No need to invent fake news about an alleged army of Polish nationalists trying to take over English Wikipedia (the Haaretz article implies they succeeded very well, are in alliance with powerful factions in the Wikipedia community, took over of duped Arbcom, and got the last honest editor, i.e. Icewhiz, banned - hence the Haaretz piece, as it iself clearly admits, is a "call to arms" to Icewhiz cause). The power of mass media is not to be underestimated, but at the same time, Wikipedia has a good history of keeping fake news out. Let's not allow this one to sneak in. -> Two things out of it: first, Haaretz is not uncritical of Icewhiz, so it's misleading to portray this article as an endorsement of Icewhiz's actions by Haaretz, secondly, we aren't citing the 'powerful factions', taking over ArbCom and other stuff you mention as fact, so this point is really irrelevant.
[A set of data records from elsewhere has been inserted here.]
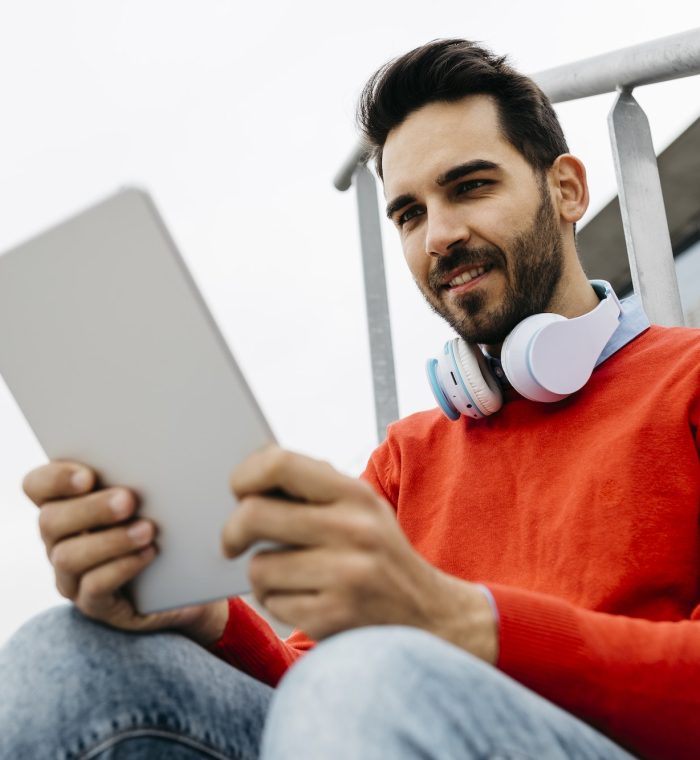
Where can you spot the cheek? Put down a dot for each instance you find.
(417, 260)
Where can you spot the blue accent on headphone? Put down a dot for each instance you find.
(440, 397)
(449, 346)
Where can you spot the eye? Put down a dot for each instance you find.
(471, 184)
(410, 213)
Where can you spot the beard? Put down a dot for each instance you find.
(532, 270)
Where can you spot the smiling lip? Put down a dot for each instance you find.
(469, 277)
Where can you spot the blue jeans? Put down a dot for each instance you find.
(74, 689)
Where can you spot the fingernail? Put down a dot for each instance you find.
(80, 480)
(148, 552)
(120, 504)
(140, 532)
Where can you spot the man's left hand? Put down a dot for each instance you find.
(343, 560)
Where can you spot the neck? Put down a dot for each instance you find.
(573, 297)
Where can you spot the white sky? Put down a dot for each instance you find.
(235, 116)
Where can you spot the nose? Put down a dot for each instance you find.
(446, 228)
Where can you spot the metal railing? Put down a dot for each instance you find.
(641, 202)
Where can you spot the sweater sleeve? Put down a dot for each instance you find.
(250, 644)
(638, 681)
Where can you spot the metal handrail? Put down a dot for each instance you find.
(641, 202)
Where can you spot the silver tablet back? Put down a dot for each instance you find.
(115, 361)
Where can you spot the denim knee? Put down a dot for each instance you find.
(75, 683)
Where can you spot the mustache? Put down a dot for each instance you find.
(460, 257)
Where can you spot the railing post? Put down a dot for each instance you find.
(381, 351)
(643, 213)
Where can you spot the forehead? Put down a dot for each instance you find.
(442, 135)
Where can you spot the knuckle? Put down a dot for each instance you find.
(47, 523)
(257, 571)
(91, 587)
(278, 459)
(62, 588)
(362, 531)
(61, 558)
(360, 569)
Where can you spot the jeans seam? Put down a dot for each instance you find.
(131, 733)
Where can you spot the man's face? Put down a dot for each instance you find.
(477, 224)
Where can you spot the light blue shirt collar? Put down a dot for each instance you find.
(633, 322)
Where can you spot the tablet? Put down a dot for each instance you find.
(115, 361)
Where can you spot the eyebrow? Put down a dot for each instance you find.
(456, 172)
(478, 165)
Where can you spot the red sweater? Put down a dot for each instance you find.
(582, 519)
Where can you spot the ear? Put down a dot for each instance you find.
(568, 178)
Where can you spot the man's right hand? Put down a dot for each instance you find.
(96, 545)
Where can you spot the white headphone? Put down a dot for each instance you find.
(546, 357)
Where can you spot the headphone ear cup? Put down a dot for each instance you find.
(476, 375)
(516, 355)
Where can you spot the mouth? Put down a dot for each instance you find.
(465, 278)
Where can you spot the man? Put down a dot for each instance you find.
(523, 585)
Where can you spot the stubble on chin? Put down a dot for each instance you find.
(536, 264)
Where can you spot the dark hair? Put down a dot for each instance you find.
(446, 71)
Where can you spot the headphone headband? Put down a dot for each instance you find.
(546, 357)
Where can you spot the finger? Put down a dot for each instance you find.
(69, 517)
(260, 518)
(297, 475)
(301, 571)
(75, 557)
(315, 614)
(98, 587)
(58, 480)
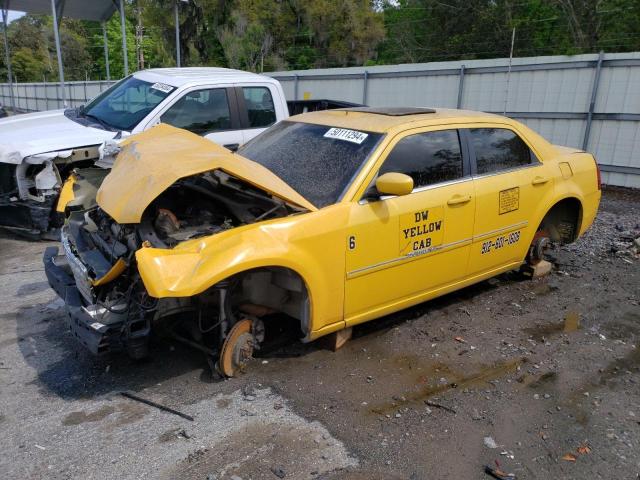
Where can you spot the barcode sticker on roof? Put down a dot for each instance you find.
(352, 136)
(163, 87)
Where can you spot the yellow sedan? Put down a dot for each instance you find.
(328, 219)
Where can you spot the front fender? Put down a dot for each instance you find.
(310, 244)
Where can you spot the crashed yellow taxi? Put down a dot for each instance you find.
(328, 219)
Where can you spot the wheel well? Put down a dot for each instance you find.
(279, 289)
(562, 221)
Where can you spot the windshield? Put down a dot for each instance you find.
(126, 103)
(317, 161)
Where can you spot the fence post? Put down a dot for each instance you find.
(592, 104)
(364, 87)
(460, 86)
(46, 93)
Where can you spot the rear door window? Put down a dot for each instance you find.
(260, 107)
(428, 158)
(201, 112)
(498, 149)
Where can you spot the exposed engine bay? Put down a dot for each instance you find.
(108, 304)
(29, 188)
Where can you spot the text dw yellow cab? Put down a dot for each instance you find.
(329, 219)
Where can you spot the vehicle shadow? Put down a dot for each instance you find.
(65, 369)
(382, 325)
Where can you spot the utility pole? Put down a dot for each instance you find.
(139, 37)
(176, 14)
(506, 91)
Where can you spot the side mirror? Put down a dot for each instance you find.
(394, 184)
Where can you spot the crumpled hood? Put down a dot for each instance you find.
(152, 161)
(33, 133)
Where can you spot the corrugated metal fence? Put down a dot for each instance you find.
(585, 101)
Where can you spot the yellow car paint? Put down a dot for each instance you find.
(359, 259)
(153, 160)
(66, 193)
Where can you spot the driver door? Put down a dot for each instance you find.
(401, 248)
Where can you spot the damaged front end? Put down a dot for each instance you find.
(29, 189)
(96, 273)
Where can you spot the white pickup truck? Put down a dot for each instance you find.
(38, 151)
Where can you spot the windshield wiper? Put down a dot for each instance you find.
(104, 124)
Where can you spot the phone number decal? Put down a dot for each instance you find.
(500, 242)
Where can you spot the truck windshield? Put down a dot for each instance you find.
(126, 103)
(317, 161)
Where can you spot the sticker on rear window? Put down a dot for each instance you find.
(352, 136)
(163, 87)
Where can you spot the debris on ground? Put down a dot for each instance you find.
(156, 405)
(499, 474)
(489, 442)
(278, 472)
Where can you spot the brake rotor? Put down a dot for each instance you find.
(537, 248)
(237, 348)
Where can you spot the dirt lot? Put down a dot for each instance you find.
(536, 369)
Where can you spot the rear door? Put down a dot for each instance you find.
(508, 179)
(257, 107)
(209, 112)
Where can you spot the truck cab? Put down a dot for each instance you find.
(38, 151)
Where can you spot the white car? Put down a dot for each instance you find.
(39, 150)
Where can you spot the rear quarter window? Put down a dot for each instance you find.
(260, 108)
(498, 149)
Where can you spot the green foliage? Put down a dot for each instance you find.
(114, 43)
(266, 35)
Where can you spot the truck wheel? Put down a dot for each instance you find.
(237, 349)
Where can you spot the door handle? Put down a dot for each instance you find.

We are only citing the part about the hoax (or however you wish to call it) that persisted and that's it.
I'm not discussing the semantics of the word "hoax" anymore. Let's agree to disagree. Anyway this fragment is attributed, and you don't remove opinions simply because you believe they are misguided - you report them. Szmenderowiecki (talk) 11:17, 28 November 2021 (UTC)
First, Haaretz is obviously much more sympathetic to Icewhiz or not. Their criticism is limited to a passing comment or two that Icewhiz might have ben "overzelous", but every second sentence he is justified in editorial tone. His misdoings are "alleged", and his opponents evil motivations are never cast in doubt. It's a classic David vs Goliath narrative. So yes, I find the piece very biased.
Second. Re "We are only citing the part about the hoax (or however you wish to call it) that persisted and that's it.". Please stop calling it a hoax. It's a fringe theory or an error. Here's an academic source that calls Trzcińska's theory fringe (in Polish: [17]). While this takes us back to the Warsaw's article, I strongly suggest you try to use academic sources instead of newspapers. Who needs to quote a historian speaking in news or being interviewed in newspaper, when we have a reliable academic paper? Trzcińska's theory is discredited, academics see it as fringe, there is nobody outside unreliable fringe far-right outlets like Radio Maryja who still give it any credence. No need to repeat the same criticism using a bad journalism that empowers site banned harassers. Cite a peer reviewed paper linked, and move on. Piotr Konieczny aka Prokonsul Piotrus| reply here 11:43, 28 November 2021 (UTC)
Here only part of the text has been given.